Autumn, the very concept of autumn, was something that we would see with an upturn of our noses in craft stores or the too-early pumpkin spice flavored everything, but you wouldn’t say “it feels like fall” in Virginia until October–if you were lucky. The green of summer clung to the trees for months, other than the few whose leaves turned brown and dropped early not due to the incoming autumn, but because of the heat or lack of rain.

But I no longer live in Virginia. Last year, when I moved to the Finger Lakes, I was completely swept up in the magic of the temperature difference in this northern area. Mind you, it’s about a 6 hour drive north so it’s not an incredibly long distance, but it’s enough for the weather to be completely different from Virginia. Perhaps I still am marveling at it all, but I’ve found that August is the true start of the transitionary period between summer and fall.

By this point, we’ve been in a drought for most of the summer which is messing with the plants and trees, so perhaps some of this is directly related, but I certainly wouldn’t truly know. All the same, elements of the changing season are present. The maple trees have lost their deep green shade and are now of a candy apple green variety, the stems of leaves have lost their green and now sport a variety of reddish tones. Walnuts are beginning to fall from the trees, their green shells still displaying their newness, but littering the sidewalk all the same and becoming a hazard for quick moving feet or wheels. The early apples of the year, the crab apples in various yards and the yellow transparent apples (or salt apples) have ripened and are falling from trees to be carried off by hungry squirrels to whatever burrows they have.

The summer crops are in full abundance as well. Piles and piles of squash, so much that you don’t know what to do with it all, and the first ripened peppers and tomatoes are at our beck and call. I’m much more of a tomato person than a squash person, so I’ve been extremely excited for this opportunity to begin making all the sandwiches, salads, and dinners I can think of with that little red fruit/vegetable. Sunflowers are blooming in all their glory and they are a flower I’ve always distinctly associated with scarecrows and tumbling autumn leaves.
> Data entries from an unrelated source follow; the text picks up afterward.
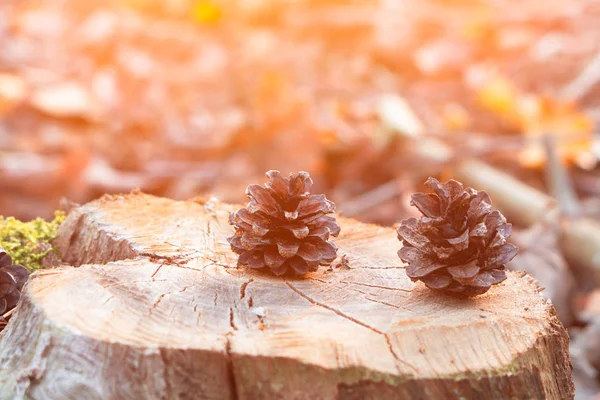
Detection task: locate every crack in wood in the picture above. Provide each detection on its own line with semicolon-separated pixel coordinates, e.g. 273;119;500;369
229;307;237;331
340;281;412;293
285;281;417;372
364;294;415;314
240;278;254;300
158;348;173;399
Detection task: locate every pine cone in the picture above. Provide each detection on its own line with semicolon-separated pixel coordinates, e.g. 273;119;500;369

But for all of this, there was a particular moment over the past few days that hit me hard and made me think “autumn is coming,” The heat broke, the winds came, and in the morning I was able to open a window and sit beside it as I love to do. It’s a favorite pastime and I feel such a proper way to wake up in the morning. In the low light of dawn, I looked out the window and listened and found, to my surprise, the sound of geese gathering and flying. I realize it’s far too early for them to begin their travels south, but I’ve always noticed that they become quite vocal for about a month before making that flight. It’s a steadfast reminder, as we begin this August with plans to swim and be outdoors, that September is just next month and with it the possibility of frost–at the very least, last Labor Day I was bundled in a sweater due to the drop in temperatures and thought, “fall is here,” and I suspect I’ll think it again quite soon.